This run covers from January 1981 to October 1981, so it took me out of high school, through the summer, and into my first semester of college. There were beginning to be excited rumblings (including a proposed storyboard) about the coming Conan film.
Robert E. Howard, although
now firmly established in the broader Fantasy genre, was more of an all-purpose
pulp writer. In fact, when he passed away, he was publishing a series of boxing
stories. Whatever genre he wrote in, his heroes tended to be tough two-fisted
loners, cowboys, sailors, or warriors who could fight their way out of almost
any situation.
But he is most closely
associated with Weird Tales (‘The Unique Magazine’), where his Conan
stories had their debut. He carried on a correspondence with fellow contributor
H. P. Lovecraft, the cosmic horror writer. The stories in Weird Tales
were … niche, to say the least, and though nerdy were seen to be lowbrow. If
you wanted ‘real’ literature, you went to The Atlantic Monthly or Harper’s
Magazine for your high-falutin’, prestigious fix. But Howard had something,
something that persisted and grew in the popular culture, until now even
academics have to sit up and take notice.
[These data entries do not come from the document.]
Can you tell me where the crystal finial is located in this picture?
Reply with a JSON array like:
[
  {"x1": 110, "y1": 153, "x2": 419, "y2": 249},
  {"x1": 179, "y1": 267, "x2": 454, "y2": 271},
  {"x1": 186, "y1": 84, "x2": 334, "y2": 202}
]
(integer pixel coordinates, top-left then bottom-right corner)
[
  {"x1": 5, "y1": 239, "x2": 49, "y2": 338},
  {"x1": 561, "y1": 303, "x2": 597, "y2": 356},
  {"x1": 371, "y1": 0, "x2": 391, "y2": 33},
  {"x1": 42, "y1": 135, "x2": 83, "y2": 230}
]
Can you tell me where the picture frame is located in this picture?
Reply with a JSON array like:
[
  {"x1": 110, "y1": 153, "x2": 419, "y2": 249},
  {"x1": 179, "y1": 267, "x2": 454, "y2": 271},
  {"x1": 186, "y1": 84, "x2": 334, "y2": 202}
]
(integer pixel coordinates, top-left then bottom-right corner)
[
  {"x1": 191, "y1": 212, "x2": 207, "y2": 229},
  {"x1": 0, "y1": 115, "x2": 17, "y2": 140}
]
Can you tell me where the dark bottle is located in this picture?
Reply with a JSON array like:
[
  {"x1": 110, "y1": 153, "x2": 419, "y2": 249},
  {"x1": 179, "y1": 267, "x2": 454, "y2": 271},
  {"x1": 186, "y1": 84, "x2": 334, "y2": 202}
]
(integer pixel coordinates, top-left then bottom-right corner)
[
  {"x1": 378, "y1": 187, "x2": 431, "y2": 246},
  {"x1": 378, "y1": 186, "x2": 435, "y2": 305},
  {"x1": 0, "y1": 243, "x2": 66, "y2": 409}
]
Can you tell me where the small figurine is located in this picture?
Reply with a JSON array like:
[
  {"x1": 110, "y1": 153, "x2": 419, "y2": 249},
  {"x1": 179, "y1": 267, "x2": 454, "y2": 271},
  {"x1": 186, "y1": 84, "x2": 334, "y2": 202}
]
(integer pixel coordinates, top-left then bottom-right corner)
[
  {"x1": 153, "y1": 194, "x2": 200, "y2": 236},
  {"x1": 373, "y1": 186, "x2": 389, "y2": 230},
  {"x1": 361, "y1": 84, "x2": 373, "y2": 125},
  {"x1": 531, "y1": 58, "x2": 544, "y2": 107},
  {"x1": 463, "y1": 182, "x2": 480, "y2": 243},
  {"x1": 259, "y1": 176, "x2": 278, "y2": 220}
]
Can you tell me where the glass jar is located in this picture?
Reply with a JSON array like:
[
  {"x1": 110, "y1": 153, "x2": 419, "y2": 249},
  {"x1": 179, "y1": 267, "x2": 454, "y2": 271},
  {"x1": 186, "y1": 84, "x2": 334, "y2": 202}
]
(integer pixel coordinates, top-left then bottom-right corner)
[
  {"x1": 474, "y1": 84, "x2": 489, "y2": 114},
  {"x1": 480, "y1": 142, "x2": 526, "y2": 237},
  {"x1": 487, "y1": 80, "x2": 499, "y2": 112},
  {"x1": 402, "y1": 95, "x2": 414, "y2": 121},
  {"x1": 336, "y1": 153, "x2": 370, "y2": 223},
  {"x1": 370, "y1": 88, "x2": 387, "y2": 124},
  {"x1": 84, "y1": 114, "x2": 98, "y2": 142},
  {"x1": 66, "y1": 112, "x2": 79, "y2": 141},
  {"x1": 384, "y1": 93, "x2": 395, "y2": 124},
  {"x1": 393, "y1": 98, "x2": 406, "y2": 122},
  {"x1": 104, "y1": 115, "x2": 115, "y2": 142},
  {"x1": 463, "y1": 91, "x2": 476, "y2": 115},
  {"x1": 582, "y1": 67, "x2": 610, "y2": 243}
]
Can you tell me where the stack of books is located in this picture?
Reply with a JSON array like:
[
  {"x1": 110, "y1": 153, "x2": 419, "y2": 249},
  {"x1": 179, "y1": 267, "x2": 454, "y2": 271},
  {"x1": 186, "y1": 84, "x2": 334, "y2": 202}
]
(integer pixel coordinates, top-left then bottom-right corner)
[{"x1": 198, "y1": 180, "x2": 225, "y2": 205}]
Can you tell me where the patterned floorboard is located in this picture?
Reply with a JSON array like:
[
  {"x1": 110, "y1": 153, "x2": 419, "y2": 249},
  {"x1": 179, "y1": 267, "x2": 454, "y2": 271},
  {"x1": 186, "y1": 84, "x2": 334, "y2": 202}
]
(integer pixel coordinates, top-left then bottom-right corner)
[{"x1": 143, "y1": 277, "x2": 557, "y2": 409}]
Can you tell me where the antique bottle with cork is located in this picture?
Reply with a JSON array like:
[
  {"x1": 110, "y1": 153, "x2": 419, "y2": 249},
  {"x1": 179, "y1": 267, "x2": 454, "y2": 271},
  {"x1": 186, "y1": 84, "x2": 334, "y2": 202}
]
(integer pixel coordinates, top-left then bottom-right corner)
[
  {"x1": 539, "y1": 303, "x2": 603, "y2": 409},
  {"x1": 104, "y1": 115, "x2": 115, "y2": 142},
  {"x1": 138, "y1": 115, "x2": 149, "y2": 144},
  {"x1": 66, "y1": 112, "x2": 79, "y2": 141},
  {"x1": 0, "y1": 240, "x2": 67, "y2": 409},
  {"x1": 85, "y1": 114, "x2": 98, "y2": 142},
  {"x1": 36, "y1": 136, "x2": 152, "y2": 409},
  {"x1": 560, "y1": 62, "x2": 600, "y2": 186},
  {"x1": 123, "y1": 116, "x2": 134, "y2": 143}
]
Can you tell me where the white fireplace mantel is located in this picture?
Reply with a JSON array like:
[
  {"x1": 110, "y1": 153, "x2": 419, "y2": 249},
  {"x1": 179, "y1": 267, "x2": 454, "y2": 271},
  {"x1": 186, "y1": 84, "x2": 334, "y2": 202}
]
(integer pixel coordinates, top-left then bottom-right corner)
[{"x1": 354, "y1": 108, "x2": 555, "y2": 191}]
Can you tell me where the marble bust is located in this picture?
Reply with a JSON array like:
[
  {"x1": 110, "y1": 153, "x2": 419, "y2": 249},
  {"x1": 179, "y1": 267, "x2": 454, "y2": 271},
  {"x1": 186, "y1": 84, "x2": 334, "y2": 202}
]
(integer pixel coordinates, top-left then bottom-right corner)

Howard’s tales appeal to ‘adolescents
of all ages’, but especially to early teen boys, a situation parodied in National
Lampoon’s ‘Cohen the Boybarian’. It was not so much his style as his
substance that appealed, his set-up and his ‘philosophy’. Even when I was
collecting the Del Rey volumes of his work (since sold), I found it a chore
reading his prose and seldom read anything all the way through. But I HAD to be
the Fantasy Guy. And they were deeply discounted in the Bargain Books catalog.
The Savage Sword
(and later the Conan movie) was just about the right mediation level of Howard
for me, that is, when they did actually adapt his work. They had plenty of
other writers, writing plenty of new tales, all to formula. But even now I am
tempted by the hardback omnibus volume of all the old authentic Robert E.
Howard Conan tales. There is a part of me, too, that is always enduring (if only
in memory) permanent adolescence.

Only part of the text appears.